Article – Big Supreme Court Order On Waqf Amendment Act

Jai Siya Ram

Here are the full details on the Supreme Court’s recent interim order on the Waqf (Amendment) Act, 2025: what was stayed, what remains, arguments, and implications.


🏛 Background

  • The Waqf (Amendment) Act, 2025 was passed by Parliament and received Presidential assent in early April 2025.
  • The amendment introduced several changes to the Waqf Act, 1995, aimed at greater oversight, regulation, and defining who can create waqf, how waqf properties are managed, etc. It sparked protests and legal challenges, especially from Muslim organisations and rights groups.
  • Multiple petitions were filed (e.g. by Asaduddin Owaisi, Muslim Personal Law Board, others) challenging the constitutional validity of certain provisions under this Amendment.

⚖ Legal Reasoning & Principles

  • The Court emphasised the constitutional principle of “presumption of constitutionality”, i.e. laws passed by Parliament are presumed valid, so it is only in “rarest of rare cases” that the Court stays or strikes down statutes.
  • It looked particularly at potential for arbitrary power — specifically, the risk that the “5-years practising Islam” clause, or allowing an executive (Collector) to determine personal citizen rights, could lead to arbitrary or unfair decisions.
  • Separation of powers: executive officers (like District Collectors) should not adjudicate rights that properly lie within judicial/tribunal jurisdiction.

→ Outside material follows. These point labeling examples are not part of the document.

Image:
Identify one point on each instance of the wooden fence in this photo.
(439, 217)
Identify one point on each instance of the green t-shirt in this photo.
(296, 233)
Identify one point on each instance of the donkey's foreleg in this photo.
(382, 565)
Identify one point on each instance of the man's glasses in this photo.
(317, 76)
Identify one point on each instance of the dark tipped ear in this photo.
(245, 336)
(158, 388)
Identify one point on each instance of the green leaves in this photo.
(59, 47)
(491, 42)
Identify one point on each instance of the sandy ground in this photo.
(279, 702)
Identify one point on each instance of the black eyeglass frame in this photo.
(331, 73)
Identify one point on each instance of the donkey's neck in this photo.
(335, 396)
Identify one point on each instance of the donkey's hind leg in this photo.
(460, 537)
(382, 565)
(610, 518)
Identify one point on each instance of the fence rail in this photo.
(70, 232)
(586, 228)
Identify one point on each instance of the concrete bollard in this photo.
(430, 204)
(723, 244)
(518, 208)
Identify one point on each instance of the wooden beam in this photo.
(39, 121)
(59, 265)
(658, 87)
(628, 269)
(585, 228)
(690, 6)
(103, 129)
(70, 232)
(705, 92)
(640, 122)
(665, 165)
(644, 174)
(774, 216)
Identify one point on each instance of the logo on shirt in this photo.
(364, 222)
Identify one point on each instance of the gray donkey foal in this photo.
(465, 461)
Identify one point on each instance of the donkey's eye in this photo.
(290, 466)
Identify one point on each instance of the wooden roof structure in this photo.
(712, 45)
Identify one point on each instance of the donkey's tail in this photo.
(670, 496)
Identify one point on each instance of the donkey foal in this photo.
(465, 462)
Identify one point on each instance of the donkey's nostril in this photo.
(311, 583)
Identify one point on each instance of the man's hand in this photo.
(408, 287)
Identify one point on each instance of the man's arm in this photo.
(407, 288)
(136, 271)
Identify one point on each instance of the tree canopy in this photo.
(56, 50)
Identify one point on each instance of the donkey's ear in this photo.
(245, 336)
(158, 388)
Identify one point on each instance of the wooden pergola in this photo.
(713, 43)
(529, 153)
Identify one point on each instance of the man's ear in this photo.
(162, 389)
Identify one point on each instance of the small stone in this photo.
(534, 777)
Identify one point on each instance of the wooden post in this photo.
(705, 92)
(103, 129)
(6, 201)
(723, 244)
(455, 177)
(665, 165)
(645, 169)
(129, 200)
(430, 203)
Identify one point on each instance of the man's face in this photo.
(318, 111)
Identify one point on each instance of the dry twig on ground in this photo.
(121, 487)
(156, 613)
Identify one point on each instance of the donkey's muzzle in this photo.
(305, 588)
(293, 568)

🔒 What Remains Unaffected (for Now)

  • The Act remains largely in effect, except for the stayed provisions.
  • Registration requirement for waqfs remains—for properties being declared waqf etc. The Court did not stay the registration process.
  • Some provisions for oversight, regulation under new law continue (those not specifically stayed by the order).

🌐 Implications

  • The decision gives temporary relief to those who argued the Amendment infringes on religious freedom, property rights, and statutory limits.
  • The government cannot enforce the stayed parts until the final decision. This means no person will be required to “prove 5 years of Islamic practice” immediately; Collectors can’t yet adjudicate property encroachment disputes under those authority provisions.
  • There is political fallout: Opposition and Muslim bodies welcomed the stay, saying it partially addresses their concerns.
  • The order does not invalidate the law, so the rest of the law remains operational. Challenges will continue in Supreme Court; final constitutional questions will be decided later.